Shuguang Wei: On the opening day of the conference, former AIR Executive Director Dr. Randy Swing provided the keynote speech and introduced the Statement in great detail as the new vision for IR. Conference participants were very interested in the Statement and believe that it represents the direction for IR development in the future. Many Chinese AIR members believe that IR professionals should not only provide support in decision making for senior leaders, but also provide support to deans, department chairs, staff, and students. In 2013, the theme of the Chinese AIR conference was “IR and Student-Centered Undergraduate Education Reform,” and it was determined that IR should support this effort. Therefore, at this year’s conference, the Statement was considered the direction for Chinese IR development as well. Conference participants were also interested in the concept of the Chief IR Officer. In fact, many Chinese higher educational institutions already have this role on campus, which is responsible for planning, assessment, reporting functions, and supporting decision making. 
Shuguang Wei

eAIR: What are some challenges being experienced by our Chinese IR colleagues? Are they similar to those being experienced by IR practitioners in the U.S.? 

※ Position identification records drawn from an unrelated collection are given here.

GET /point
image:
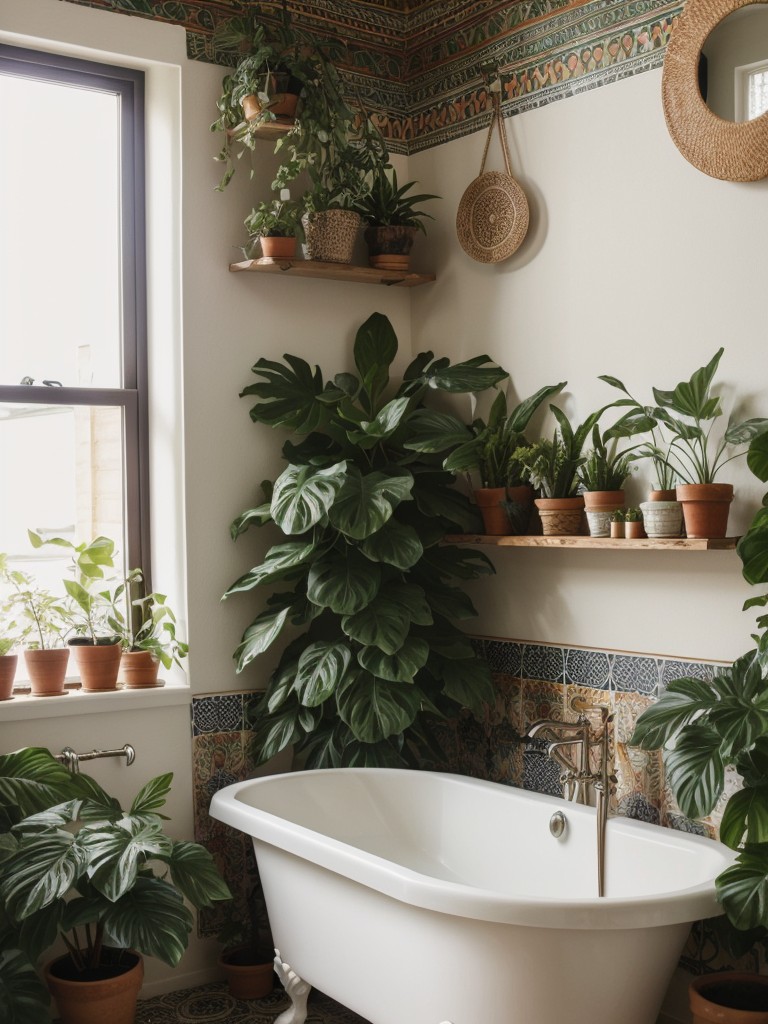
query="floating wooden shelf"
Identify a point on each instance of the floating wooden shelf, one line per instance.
(333, 271)
(600, 543)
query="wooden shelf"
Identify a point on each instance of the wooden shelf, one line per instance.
(599, 543)
(333, 271)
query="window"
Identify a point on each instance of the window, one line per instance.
(73, 320)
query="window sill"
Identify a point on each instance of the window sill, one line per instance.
(23, 707)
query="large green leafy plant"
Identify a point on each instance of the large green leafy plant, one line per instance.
(75, 864)
(706, 726)
(364, 505)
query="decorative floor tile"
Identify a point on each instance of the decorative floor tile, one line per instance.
(541, 662)
(213, 1005)
(633, 674)
(217, 714)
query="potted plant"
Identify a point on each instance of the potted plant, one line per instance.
(363, 504)
(247, 960)
(695, 454)
(44, 622)
(274, 223)
(504, 498)
(147, 633)
(706, 726)
(261, 87)
(91, 591)
(392, 219)
(552, 467)
(633, 524)
(109, 882)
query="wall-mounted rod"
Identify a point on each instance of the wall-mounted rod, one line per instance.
(72, 760)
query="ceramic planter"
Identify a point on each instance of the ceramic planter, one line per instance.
(246, 980)
(278, 247)
(505, 510)
(663, 518)
(706, 508)
(47, 671)
(102, 1000)
(97, 664)
(561, 516)
(138, 669)
(729, 997)
(8, 665)
(599, 505)
(331, 235)
(389, 247)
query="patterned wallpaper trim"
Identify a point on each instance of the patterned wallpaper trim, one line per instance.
(423, 73)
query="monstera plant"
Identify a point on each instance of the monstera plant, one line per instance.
(709, 725)
(364, 505)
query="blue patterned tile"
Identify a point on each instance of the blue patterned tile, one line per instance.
(504, 655)
(540, 662)
(587, 668)
(634, 674)
(217, 714)
(675, 670)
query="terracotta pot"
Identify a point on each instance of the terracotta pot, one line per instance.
(706, 508)
(246, 981)
(634, 530)
(331, 235)
(389, 247)
(47, 671)
(496, 517)
(561, 516)
(663, 518)
(729, 997)
(8, 665)
(138, 669)
(104, 1000)
(97, 664)
(276, 247)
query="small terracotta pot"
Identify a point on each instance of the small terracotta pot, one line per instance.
(138, 669)
(246, 981)
(97, 664)
(8, 665)
(561, 516)
(110, 1000)
(278, 247)
(706, 508)
(729, 997)
(47, 671)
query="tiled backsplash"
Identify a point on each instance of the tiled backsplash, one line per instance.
(532, 681)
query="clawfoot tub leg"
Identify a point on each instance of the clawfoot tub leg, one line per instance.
(296, 988)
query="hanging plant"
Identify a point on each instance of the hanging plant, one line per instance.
(364, 505)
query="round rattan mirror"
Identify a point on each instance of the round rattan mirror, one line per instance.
(726, 150)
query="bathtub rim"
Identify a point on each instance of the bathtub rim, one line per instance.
(408, 886)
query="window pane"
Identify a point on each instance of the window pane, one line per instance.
(65, 465)
(59, 213)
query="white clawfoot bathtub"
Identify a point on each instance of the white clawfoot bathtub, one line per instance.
(420, 898)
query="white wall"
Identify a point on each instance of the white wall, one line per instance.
(637, 265)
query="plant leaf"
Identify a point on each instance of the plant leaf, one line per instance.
(344, 583)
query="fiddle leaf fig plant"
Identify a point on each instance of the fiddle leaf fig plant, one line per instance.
(364, 504)
(707, 726)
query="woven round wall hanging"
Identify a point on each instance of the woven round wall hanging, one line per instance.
(493, 216)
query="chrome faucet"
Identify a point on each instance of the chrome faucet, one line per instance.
(568, 745)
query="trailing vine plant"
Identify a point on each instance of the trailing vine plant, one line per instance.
(364, 504)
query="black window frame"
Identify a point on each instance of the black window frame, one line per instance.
(132, 397)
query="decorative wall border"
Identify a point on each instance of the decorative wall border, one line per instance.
(423, 72)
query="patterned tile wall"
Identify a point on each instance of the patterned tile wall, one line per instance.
(422, 70)
(532, 681)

Faxian Yang: Since Chinese IR professionals take a very different approach than those in the U.S., they face different challenges than ours. For example, IR in China is a branch of higher education study. What they study is the history, trends, and development of education in China and other countries, especially the U.S. They have paid little attention to providing analyses and other information to senior leadership in their own universities. This is a fundamental difference between IR in America and in China. 

Ruan Hoe: Chinese colleagues have very similar challenges in terms of perceptions and IR roles in campus communities. However, IR as a decision-making tool is still very much a concept in China. Chinese IR professionals are still very much lined up with the discipline of education administration in an academic setting, such as a college of education. As a profession, IR still has a long way to go in China.

Yuerong Sweetland: A question that surfaced during the Q&A session after my plenary presentation was how can assessment and IR professionals be empowered to play important roles in using data to inform decision making? I had an interesting discussion with a Chinese colleague who faced the same kind of challenge. Even though we did not reach any specific conclusions, we agreed that it needs to be addressed through a “community of practice” approach. First and foremost, as IR (and assessment) professionals, we must be powerful storytellers who can help translate data into action plans. Secondly, it takes long-term commitment to generate and sustain culture changes. This requires the effort of an entire institution or a professional association such as AIR and Chinese AIR. Reflecting on what I learned from the conference, I wonder if perhaps a cross-cultural study would be helpful to explore how common challenges can be tackled similarly, as well as differently, across cultures.  

Yan Wang: A common theme is that IR has become more and more important to higher education institutions because of the increasing demand of accountability from society, the community, and students. However, it is a long and slow process to build the infrastructure and capacity. Some Chinese higher education institutions are trying to transform their higher education research institutions to be IR offices, and some are trying to increase the IR capacity of their staff in existing functional areas, such as office of the registrar, planning, etc. Still others are proposing to build centralized IR offices.  

The Statement of Aspirational Practice for Institutional Research provides valuable insight into the development of IR as a profession and may help Chinese IR practitioners understand the importance of “building and supporting an institutional research function” that “connotes the institution-wide use of data and analytics, and not just the products of an office of institutional research. It is my hope that the Statement helps Chinese IR professionals focus on building IR functions rather than just IR offices.